By Diophantine $D(12)$-quadruple I mean the set $\{a,b,c,d\}$ of positive integers in which the product of any 2 distinct elements plus 12 is a perfect square in $\mathbb{N}.$
I am trying to prove that every element of the Diophantine $D(12)$-quadruple is even.
I was trying to look at the equations $xy+12=z^2$, where $x,y\in\{a,b,c,d\}$ modulo $4, 8, 16$, but all I managed to prove is that at most $2$ elements are odd, which means nothing for me.

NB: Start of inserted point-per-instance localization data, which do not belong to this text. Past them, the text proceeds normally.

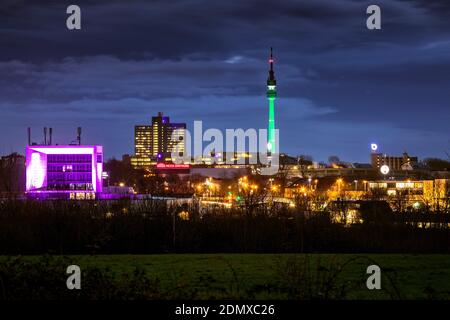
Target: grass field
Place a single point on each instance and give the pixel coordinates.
(284, 276)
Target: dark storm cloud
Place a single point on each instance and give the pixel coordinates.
(198, 59)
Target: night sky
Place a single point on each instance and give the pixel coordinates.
(340, 85)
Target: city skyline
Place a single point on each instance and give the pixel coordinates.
(340, 86)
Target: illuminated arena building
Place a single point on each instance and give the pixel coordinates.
(64, 172)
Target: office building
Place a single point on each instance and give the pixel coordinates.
(158, 141)
(405, 162)
(64, 172)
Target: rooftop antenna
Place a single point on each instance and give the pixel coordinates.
(79, 135)
(45, 135)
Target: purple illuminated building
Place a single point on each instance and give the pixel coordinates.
(64, 172)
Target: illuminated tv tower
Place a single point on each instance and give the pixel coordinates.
(271, 95)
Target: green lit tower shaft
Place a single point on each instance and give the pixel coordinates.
(271, 95)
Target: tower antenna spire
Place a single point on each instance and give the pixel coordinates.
(271, 96)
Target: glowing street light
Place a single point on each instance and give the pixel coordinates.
(385, 169)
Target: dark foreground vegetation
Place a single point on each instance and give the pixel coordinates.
(146, 227)
(225, 276)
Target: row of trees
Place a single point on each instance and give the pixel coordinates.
(151, 226)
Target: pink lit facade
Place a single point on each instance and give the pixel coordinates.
(64, 172)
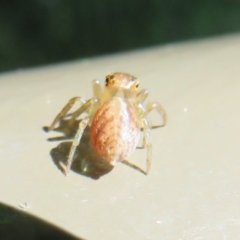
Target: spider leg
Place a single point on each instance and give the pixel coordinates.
(160, 110)
(82, 125)
(147, 143)
(65, 110)
(97, 88)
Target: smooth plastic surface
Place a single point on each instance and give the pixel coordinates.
(192, 191)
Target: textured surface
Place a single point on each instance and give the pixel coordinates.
(192, 191)
(115, 130)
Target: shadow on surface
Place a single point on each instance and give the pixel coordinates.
(86, 161)
(16, 225)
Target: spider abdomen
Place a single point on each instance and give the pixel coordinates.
(115, 129)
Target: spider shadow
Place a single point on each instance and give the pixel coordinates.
(86, 161)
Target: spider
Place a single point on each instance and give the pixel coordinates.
(116, 116)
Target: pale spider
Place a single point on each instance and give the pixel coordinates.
(116, 115)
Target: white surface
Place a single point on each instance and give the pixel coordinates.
(192, 191)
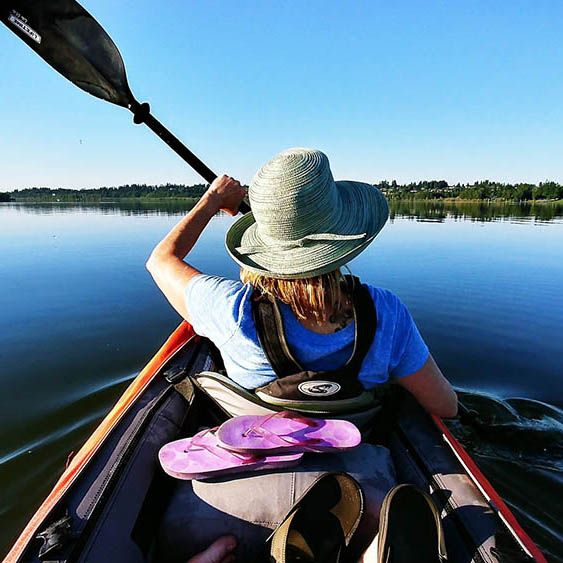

The answer can be found in this paper https://web.math.pmf.unizg.hr/~duje/pdf/acta1.pdf
Let $\{a_1,a_2,a_3,a_4\}$ be a $D(12)$-quadruple. Assume that one if its elements, say $a_1$, is odd. It is easy to see that the square of an integer is congruent to $0, 1, 4$ or $9 \pmod{16}$. Therefore, $a_i a_j \equiv 4, 5, 8$ or $13 \pmod{16}$, for $i, j = 1, 2, 3, 4$, $i \neq j$. This implies that if some $a_i$ is even, then it is divisible by $4$. Since $a_ia_j$ is not divisible by $16$, we conclude that there must be at most one even number, i.e. at least three odd numbers, among $a_i$, $i = 1, 2, 3, 4$.
Let $a_1, a_2, a_3 $ be odd. We have $a_1a_2 \equiv 5 \pmod{8}$, $a_1a_3 \equiv 5 \pmod{8}$, $a_2a_3 \equiv 5 \pmod{8}$. By multiplying these congruences, we obtain $(a_1a_2a_3)^2 \equiv 5^3 = 125 \equiv 5 \pmod{8}$, which is impossible, since the square of an integer is congruent to $0, 1$ or $4$ mod $8$.